However, the recent advances in remote sensing techniques, the accessibility to RPAS and the evolution of onboard digital cameras enable the capture of digital photos and videos. Using digital photos along with the Structure from Motion (SfM) technique and following certain strategies, it is possible to reconstruct 3-D models of earth fissures.

In this contribution, we applied the SfM technique to reconstruct the geometry of a recent earth fissure near the Tator Hills in Arizona (USA; Cook, 2017a) (Fig. 1). The study are lies in the Picacho Basin which is almost 3000 m deep in places (Richard et al., 2007). The fissures have formed in areas with more shallow bedrock (∼300 m or less) and there are bedrock inselbergs (Tator Hills) about 3.5 km to the west (Richard et al., 2007). The near-surface sediment is predominantly Quaternary fine-grained sands, silts, with some gravel interbeds (Arizona Bureau of Mines and University of Arizona, 1959). Overall the area is not well incised and sheetflow is common following heavy rains. Since the fissure has formed many drainages have been captured and have contributed to erosion and infilling along the fissure. The fissures formed closely aligned to measured subsidence patterns measured by InSAR (Arizona Department of Water Resources, 2019). It is likely many fissures in AZ formed in response to land subsidence linked with pumping from decades prior.

The fissure was divided into two equal lengths tracks. The northern track firstly appeared on Google Earth in December 2014, and the southern track in 2016. The southern track had sharp vertical walls and a v-shaped geometry of 9 m depth. Since this fissure was discovered it has been growing as it is shown in Fig. 2. In January 2019 it was inspected again showing a rapid degradation of the sidewalls and in filling in the fissure. The deposits reduced the depth to 3 m forming a broad, flat-bottomed channel of sand and sediments captured from drainages (Fergason, 2019).

In addition to the aforementioned studies, the authors generated a 3-D model using the photos captured during the flight (Gootee, 2016). Besides, the video recorded using a RPAS that shows a mile-long earth fissure was uploaded to YouTube (Arizona Geological Survey, 2017b). This video was downloaded from YouTube and using several metric information obtained from Google Earth a 3-D model was generated enabling the study of the geometry of the fissure without accessing inside it.

2 Materials and methods

The SfM technique uses digital photos to reconstruct the 3-D geometry of a surface. However, when a digital video is available their frames can be extracted, and the same procedure can be performed. Besides, the extraction of frames from a video assures a key condition for the SfM technique: the overlap between photos.

Firstly, two videos recorded using a RPAS of the fissure was downloaded from Youtube (Arizona Geological Survey, 2017b, a). From this file a Matlab code was used to extract 204 and 173 frames respectively, which size was 3840×2160 px. The first video captures the fissure from its top, while the second video captures the inner part of the fissure. Figure 3 shows a screenshot of the Photoscan software. Blue rectangles are the location and orientation of the extracted frames and describe the fly path of the RPAS. The right panel of this figure shows the loaded frames.

3 Results and discussion

The alignment process estimated the location and orientation of each camera. Figure 3 presents the RPAS flight, where each blue rectangle is a photo. To scale the model, three points were identified in the photos and in the Google Earth software (Fig. 4). The distance between each pair of objects was measured in Google Earth. After placing the points in the photos, the distances were inserted. This process enabled scaling the model. The errors of the distances after optimizing the cameras were 10 and 13 mm, respectively, and the overall error was 12 mm.

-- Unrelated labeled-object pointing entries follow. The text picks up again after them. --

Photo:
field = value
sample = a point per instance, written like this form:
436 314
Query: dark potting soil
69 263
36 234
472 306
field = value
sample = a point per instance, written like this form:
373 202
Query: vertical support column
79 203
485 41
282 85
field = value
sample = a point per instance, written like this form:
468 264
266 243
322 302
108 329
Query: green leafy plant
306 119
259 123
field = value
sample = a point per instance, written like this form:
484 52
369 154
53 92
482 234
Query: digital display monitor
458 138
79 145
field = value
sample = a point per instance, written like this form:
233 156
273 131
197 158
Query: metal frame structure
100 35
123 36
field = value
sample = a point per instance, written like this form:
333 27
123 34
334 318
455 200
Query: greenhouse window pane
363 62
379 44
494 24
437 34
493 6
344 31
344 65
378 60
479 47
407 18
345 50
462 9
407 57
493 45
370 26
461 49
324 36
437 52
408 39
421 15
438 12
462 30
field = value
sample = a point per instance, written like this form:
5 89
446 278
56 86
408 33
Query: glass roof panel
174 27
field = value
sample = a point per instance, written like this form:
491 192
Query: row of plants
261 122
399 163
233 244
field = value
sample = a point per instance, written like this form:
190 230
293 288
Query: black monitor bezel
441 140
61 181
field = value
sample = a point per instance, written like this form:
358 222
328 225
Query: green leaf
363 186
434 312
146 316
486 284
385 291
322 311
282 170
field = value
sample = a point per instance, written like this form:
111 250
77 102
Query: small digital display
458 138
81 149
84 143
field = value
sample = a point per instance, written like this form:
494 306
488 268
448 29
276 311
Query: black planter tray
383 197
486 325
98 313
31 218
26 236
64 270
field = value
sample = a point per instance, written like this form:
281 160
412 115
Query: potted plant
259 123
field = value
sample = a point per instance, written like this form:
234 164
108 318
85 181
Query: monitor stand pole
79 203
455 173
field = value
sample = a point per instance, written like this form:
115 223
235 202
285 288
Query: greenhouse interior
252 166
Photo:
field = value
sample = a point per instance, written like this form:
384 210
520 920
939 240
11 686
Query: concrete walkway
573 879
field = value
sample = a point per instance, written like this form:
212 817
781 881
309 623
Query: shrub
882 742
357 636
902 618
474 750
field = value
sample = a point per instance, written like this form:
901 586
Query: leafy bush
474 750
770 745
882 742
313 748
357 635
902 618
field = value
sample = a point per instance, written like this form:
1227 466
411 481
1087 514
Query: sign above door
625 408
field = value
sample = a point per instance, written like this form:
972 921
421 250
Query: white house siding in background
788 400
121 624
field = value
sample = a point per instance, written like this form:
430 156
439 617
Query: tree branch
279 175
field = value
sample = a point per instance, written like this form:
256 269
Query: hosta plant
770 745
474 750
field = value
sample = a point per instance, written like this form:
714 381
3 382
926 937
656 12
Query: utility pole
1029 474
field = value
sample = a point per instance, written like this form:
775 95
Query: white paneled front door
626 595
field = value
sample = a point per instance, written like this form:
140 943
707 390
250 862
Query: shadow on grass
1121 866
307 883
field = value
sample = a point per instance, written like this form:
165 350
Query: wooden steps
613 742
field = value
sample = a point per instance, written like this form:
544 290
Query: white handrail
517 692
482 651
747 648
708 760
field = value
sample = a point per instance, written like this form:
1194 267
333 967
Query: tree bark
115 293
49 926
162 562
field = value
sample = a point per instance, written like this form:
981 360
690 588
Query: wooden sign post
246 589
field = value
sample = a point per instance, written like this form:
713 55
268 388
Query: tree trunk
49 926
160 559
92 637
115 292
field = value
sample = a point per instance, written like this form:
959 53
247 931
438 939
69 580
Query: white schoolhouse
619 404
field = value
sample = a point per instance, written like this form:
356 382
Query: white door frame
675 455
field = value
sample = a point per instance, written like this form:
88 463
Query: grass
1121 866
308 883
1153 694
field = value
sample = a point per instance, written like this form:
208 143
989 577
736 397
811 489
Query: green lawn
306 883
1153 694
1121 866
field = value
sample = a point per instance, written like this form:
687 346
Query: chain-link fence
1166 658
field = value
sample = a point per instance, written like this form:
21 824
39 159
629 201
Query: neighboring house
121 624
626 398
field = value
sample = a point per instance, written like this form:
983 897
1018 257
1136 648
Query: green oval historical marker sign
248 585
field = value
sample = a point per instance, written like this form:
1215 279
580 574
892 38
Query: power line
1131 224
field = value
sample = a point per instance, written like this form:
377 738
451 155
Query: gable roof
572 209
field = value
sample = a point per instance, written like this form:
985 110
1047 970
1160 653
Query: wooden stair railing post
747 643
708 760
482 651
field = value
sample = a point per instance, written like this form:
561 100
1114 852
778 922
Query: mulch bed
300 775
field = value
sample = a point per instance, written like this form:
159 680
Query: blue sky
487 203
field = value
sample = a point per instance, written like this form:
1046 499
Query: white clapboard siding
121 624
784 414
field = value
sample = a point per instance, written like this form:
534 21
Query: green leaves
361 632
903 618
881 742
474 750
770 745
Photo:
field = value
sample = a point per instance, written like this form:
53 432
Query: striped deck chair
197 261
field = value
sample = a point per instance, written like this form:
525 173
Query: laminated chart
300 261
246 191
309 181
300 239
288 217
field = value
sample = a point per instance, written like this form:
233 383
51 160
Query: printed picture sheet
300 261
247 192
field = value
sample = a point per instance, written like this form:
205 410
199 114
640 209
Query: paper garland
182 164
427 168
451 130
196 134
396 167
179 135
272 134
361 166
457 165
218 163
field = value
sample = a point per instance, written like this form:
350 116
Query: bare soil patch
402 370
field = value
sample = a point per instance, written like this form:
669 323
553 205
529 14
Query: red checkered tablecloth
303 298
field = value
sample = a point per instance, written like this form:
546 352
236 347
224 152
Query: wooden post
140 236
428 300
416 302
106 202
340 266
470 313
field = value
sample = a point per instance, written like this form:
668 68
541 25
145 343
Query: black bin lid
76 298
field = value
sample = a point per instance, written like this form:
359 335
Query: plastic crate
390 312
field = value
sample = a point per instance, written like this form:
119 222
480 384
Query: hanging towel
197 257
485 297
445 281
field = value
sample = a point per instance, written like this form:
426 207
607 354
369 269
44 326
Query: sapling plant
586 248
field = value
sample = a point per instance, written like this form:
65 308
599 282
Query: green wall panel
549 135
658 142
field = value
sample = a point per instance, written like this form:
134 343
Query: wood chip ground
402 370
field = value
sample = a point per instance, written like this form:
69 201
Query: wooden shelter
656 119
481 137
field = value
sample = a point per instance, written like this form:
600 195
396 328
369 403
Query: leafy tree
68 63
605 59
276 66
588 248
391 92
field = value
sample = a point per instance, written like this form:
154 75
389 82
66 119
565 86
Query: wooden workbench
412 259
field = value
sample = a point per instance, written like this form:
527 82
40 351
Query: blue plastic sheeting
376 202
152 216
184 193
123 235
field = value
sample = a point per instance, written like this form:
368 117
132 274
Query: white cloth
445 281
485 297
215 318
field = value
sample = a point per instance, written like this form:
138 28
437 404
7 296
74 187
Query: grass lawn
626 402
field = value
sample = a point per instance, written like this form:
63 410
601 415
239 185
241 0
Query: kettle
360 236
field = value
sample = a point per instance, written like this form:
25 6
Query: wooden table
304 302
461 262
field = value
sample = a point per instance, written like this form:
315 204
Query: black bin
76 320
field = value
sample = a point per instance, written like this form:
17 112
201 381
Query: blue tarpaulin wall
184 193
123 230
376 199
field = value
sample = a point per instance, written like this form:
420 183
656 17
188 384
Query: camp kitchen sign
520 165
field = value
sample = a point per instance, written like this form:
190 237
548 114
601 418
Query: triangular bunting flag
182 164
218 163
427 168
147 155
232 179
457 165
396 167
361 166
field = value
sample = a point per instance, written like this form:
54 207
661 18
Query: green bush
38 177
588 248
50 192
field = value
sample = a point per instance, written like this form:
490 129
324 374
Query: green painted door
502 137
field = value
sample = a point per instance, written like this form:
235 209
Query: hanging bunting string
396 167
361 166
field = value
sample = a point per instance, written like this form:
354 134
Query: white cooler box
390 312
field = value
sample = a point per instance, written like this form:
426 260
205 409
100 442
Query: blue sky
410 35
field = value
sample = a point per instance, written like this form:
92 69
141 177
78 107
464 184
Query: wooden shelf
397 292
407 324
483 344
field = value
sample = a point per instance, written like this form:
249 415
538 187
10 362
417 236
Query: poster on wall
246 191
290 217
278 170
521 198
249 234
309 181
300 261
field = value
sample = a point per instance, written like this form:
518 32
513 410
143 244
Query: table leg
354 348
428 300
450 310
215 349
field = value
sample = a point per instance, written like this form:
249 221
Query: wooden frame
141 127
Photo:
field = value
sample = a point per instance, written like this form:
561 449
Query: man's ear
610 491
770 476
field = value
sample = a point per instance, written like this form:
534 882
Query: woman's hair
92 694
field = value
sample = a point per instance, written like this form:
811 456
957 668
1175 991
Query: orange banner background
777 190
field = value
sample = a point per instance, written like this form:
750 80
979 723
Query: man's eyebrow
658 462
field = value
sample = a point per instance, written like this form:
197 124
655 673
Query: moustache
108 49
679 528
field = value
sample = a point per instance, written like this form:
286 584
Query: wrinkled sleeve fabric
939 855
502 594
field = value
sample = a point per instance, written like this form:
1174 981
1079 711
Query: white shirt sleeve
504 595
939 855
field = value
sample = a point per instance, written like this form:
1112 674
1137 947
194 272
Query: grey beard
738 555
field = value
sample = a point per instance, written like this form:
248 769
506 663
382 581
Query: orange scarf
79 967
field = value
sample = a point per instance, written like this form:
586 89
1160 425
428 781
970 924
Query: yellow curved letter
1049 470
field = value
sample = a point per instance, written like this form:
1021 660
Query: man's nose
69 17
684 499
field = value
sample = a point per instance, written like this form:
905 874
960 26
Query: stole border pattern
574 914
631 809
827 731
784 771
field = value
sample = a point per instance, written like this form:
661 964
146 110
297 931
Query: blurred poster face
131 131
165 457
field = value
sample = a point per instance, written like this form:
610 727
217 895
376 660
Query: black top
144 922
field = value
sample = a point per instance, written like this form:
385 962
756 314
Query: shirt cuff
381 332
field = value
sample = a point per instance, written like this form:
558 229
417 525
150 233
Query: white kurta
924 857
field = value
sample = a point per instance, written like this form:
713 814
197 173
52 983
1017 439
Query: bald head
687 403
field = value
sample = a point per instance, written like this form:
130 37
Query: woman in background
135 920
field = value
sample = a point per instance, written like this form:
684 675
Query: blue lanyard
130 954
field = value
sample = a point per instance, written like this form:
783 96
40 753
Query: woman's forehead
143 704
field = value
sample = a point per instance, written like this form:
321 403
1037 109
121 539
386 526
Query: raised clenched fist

A 3-D point cloud and a textured mesh were generated. Figure 5a presents an orthographic view of the point cloud. As the distance of the GCPs was introduced in the process, the scale is 1:1 and measurements can be directly extracted. Every 5 m a transect was extracted from the point cloud (Fig. 5b) using the software CloudCompare (Girardeau-Montaut, 2019). Extraction of distances is possible, as shown in Fig. 6. These transects aid to understand the geometry of the fissure even from its inside.

The result of this process presents the geometry of an earth v-shaped 2 m wide and 4 m depth fissure with solely using a video downloaded from YouTube and measurements extracted from Google Earth. This process is fair enough to reconstruct the shape and size of the fissure. Distances, transects of the inside of the fissure, volumes and other features can be obtained using open-source tools.

Further analysis may be of interest to the scientists, such as the evolution of the fissure along time. The procedure presented in this contribution could be of interest if the position of fixed elements (i.e. the coordinates of a point), that act as a reference, is available when capturing the photos.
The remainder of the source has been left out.